In secondo luogo Turchia e Iran, hanno in comune un altro fattore: sono due potenze regionali islamiche ma “non arabe”. Certo la prima è sunnita e la seconda è sciita, e la prima ha cercato di destabilizzare apertamente la Siria storica alleata dell’Iran. Ma, come è noto, in Medio Oriente i nemici di ieri possono diventare molto rapidamente gli alleati di oggi (un pò come per l’Italia nelle due guerre mondiali, ndr).

Da queste ambizioni appare seriamente preoccupata l’Arabia Saudita e il suo network sunnita di piccole petromonarchie del Golfo, oggi solidamente alleate con il gigante arabo: l’Egitto di Al Sisi.
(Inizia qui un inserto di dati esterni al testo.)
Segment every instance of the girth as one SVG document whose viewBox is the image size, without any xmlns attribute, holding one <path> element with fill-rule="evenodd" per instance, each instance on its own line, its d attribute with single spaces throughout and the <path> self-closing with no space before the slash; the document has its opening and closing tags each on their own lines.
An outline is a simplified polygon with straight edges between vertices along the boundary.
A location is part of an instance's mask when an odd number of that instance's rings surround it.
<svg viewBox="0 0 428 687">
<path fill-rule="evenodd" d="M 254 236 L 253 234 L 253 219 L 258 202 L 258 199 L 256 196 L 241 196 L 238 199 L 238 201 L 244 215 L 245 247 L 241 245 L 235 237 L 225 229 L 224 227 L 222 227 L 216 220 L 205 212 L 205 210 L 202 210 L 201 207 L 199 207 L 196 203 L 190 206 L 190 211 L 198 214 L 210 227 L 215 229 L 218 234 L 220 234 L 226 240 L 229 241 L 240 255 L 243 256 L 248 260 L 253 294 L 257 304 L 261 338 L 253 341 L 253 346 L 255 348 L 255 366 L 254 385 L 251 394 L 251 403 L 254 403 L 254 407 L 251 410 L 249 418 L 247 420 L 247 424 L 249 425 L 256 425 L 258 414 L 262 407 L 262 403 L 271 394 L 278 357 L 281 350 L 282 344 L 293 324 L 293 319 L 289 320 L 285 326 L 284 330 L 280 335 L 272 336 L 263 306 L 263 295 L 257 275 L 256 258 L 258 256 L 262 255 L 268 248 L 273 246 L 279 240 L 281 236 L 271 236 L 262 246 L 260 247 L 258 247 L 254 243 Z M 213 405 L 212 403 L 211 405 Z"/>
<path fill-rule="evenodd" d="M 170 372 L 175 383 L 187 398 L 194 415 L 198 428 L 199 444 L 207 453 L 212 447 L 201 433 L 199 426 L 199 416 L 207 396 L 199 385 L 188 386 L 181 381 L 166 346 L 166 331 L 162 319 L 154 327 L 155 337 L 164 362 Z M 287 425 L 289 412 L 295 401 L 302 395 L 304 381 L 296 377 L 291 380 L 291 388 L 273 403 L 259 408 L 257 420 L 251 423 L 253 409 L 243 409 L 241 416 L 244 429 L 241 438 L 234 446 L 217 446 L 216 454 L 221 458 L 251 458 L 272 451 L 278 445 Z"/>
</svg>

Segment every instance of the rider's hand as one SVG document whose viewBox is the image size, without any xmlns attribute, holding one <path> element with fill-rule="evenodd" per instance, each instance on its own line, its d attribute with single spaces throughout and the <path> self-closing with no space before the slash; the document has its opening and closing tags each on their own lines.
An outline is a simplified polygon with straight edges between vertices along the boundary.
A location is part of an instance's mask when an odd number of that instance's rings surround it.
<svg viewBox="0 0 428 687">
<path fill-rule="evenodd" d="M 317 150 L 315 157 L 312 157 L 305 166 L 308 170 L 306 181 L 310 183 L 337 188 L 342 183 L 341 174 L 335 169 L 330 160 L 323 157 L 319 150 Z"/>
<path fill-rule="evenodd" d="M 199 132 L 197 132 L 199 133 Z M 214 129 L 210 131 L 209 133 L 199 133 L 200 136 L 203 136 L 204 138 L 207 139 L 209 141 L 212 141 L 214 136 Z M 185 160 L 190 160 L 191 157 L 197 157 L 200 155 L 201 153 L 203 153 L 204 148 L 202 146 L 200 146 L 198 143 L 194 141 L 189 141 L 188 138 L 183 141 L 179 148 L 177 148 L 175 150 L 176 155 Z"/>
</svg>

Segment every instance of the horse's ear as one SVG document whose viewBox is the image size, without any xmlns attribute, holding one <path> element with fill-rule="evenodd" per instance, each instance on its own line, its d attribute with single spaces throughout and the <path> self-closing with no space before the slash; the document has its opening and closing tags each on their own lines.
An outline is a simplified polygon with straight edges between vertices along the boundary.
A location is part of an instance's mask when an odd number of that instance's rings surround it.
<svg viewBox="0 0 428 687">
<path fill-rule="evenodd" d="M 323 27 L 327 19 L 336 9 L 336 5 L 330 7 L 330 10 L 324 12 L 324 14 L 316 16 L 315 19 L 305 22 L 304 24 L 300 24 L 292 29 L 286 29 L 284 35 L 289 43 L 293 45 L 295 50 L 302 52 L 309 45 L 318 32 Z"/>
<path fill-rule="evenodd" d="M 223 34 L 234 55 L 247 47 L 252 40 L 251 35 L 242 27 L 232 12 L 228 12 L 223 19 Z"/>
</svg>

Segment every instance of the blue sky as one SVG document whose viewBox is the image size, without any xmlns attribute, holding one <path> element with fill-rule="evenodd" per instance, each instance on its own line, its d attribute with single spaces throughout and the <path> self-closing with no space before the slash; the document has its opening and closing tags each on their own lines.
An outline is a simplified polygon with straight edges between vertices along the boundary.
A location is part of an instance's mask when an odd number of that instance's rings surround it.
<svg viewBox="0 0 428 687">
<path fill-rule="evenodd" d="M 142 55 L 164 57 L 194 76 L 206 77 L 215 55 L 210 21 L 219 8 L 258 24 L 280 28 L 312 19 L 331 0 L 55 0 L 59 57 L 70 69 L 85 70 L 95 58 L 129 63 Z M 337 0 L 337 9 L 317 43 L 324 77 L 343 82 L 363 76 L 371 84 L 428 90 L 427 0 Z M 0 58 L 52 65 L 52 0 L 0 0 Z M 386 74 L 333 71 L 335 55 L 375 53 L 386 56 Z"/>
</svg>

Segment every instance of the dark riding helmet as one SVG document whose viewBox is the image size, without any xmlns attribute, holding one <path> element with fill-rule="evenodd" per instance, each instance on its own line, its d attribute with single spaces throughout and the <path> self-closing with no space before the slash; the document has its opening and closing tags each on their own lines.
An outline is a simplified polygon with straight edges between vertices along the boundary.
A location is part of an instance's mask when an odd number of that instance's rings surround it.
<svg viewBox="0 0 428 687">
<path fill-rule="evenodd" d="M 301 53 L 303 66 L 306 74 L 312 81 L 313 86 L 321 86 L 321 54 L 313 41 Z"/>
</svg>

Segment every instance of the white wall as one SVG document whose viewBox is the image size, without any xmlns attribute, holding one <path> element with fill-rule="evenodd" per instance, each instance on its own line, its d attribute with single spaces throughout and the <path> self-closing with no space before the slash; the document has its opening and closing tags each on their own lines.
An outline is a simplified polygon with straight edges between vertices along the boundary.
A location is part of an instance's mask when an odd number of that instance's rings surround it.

Nella guerra civile in Yemen questo network sta sperimentando, anche militarmente, la sua ambizione di agire come polo islamico unificato, riscoprendo quella Lega Araba messa in soffitta – almeno dal punto di vista militare – sin dalla guerra del Kippur nel 1973 contro Israele. Anzi oggi convergente con Israele nella comune ostilità verso l’Iran e forse anche verso la Turchia.

Una parte importante delle ambizioni del “polo islamico” si gioca oggi nelle sabbie e nelle montagne dello Yemen, in uno scontro che solo apparentemente è tra sciiti e sunniti, ma la seconda partita si giocherà sicuramente in Libia dove l’Egitto preme per un intervento militare diretto contro il governo insediatosi a Tripoli – ostile a quello insediato a Tobruk e filo-egiziano.

In mezzo a questo Grande Gioco tra le potenze regionali mediorientali, tutte islamiche ma non tutte arabe, si inserisce la guerra sporca dello Stato Islamico. Un nemico contro cui, fino ad oggi, gli unici a non aver sparato un solo colpo e a non aver ricevuto danni ma benefici sono proprio Arabia Saudita e…. Israele.